A power supply is an electrical device that provides an electrical current to a load. It is also known as an electric power converter and can be either a separate load or fabricated into an appliance. It can provide voltage and current that is tailored to the demands of a specific load. There are several types of power supplies.
Overvoltage protection is an important component of any power supply and is critical to the safety of your electronic equipment. Overvoltage can result in damaging spikes of current that must be detected and diverted away from your equipment. Overvoltage events can also occur from non-power supply failures such as user errors, short circuits, and switch errors. Regardless of the cause, it is essential that the protection circuit can differentiate between normal voltage fluctuations and transient events.
The best way to protect electronics from the harmful effects of electrical overvoltage is to use a transient voltage suppressor. These are commonly used in electronic appliances and are comprised of a large junction Zener diode or metal-oxide varister. These devices have fast response times and high pulse-power capabilities. They can also prevent the damage caused by output-voltage spikes in power supplies.
Overvoltage protection is important because it monitors the voltage level in power supplies and can take appropriate action to return the system to good operating conditions. This can include generating an alarm or trip circuit breakers. It can also monitor phase-to-phase and phase-to-neutral voltages. This type of protection is important for the safe operation of your installation, particularly in the case of critical situations.
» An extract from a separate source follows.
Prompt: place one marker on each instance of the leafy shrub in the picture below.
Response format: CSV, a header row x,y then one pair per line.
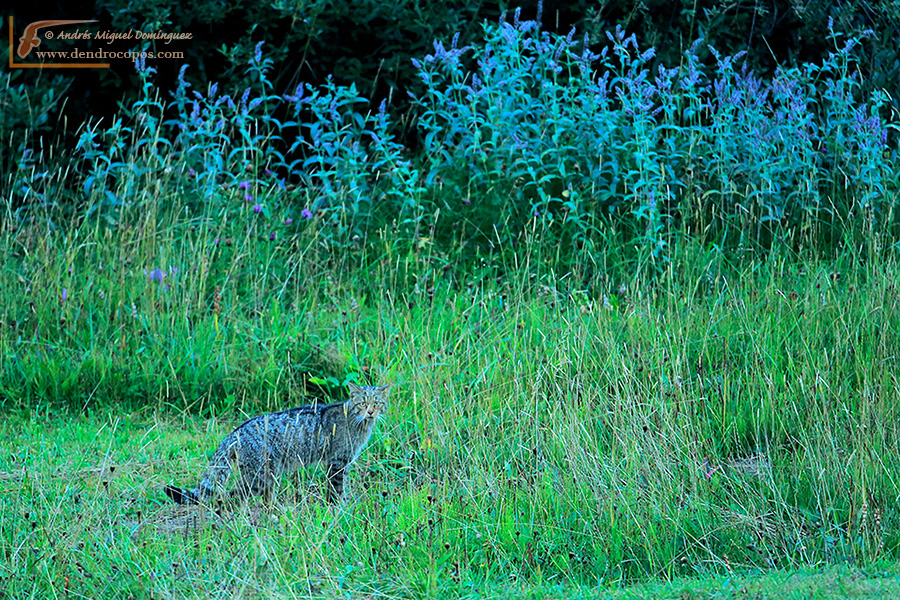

Noise is a common characteristic of power systems, whether electrical or electronic. It can come from a variety of sources, including switching surges and lightning. It can also be internal, due to faults in the switchgear or wider electrical design. Noise is also created externally, due to electromagnetic interference from currents in the cables or equipment. It can disrupt circuit operation and damage equipment.
Noise is generally undesired periodic or random, and can interfere with the performance of a device. In order to minimize the effect of noise, it is often best to isolate the noise from the rest of the system. However, chasing the absolute minimum in noise is a case of diminishing returns. It is therefore better to match the spectral output of a device to that of the power supply. This knowledge will help reduce the risk of over-engineering and save design time.
The most common source of noise is power/ground noise. Power/ground noise is a transient effect, and it is usually caused by currents drawn by switching devices. This reduces the voltage in the power delivery network, which affects all connected devices. Some power saving techniques also exacerbate this problem by causing large inrush currents.
Voltage regulators limit the output voltage by changing the resistance of the load. This change can be gradual, or sudden. Most regulators feature built-in over-current protection, which prevents the output current from going too high. Some regulators also shut down if the input voltage is outside a certain range.
One type of voltage regulator uses two field coils, one fixed and one movable. The movable coil is connected to a mechanical power switch, which is opened or closed when the magnetic field is high. Usually, the switching rate of a voltage regulator is fifty to 200 times per second.
Voltage regulators also use feedback to reduce the voltage error. This form of control loop measures the difference between the output voltage and a fixed reference voltage and uses that difference to reduce voltage errors. Increasing open-loop gain increases the accuracy of regulation. However, it reduces stability. Stability is defined as the ability of the regulator to prevent oscillations and ringing during step changes.
Capacitive power supply
A capacitive power supply, also known as a capacitive dropper, is a device that converts higher mains AC voltage to a lower DC voltage through the capacitive reactance of a capacitor. This type of power supply has many benefits, and can be used for a variety of different applications.
A typical capacitive power supply circuit includes a first capacitor C with a D.C. output voltage Vout. This voltage is obtained by comparing a voltage Vac applied to the input terminals of the capacitive power supply with the voltage Vout. A resistor R1 is also connected in series with the capacitor C1, with the cathode of the diode D1 connected to terminal one.
Another important feature of a capacitive power supply is its efficiency. Its efficiency is much higher than that of a resistive power supply, and its size and weight are significantly smaller. This makes it a less expensive, smaller solution than a transformer-based power supply.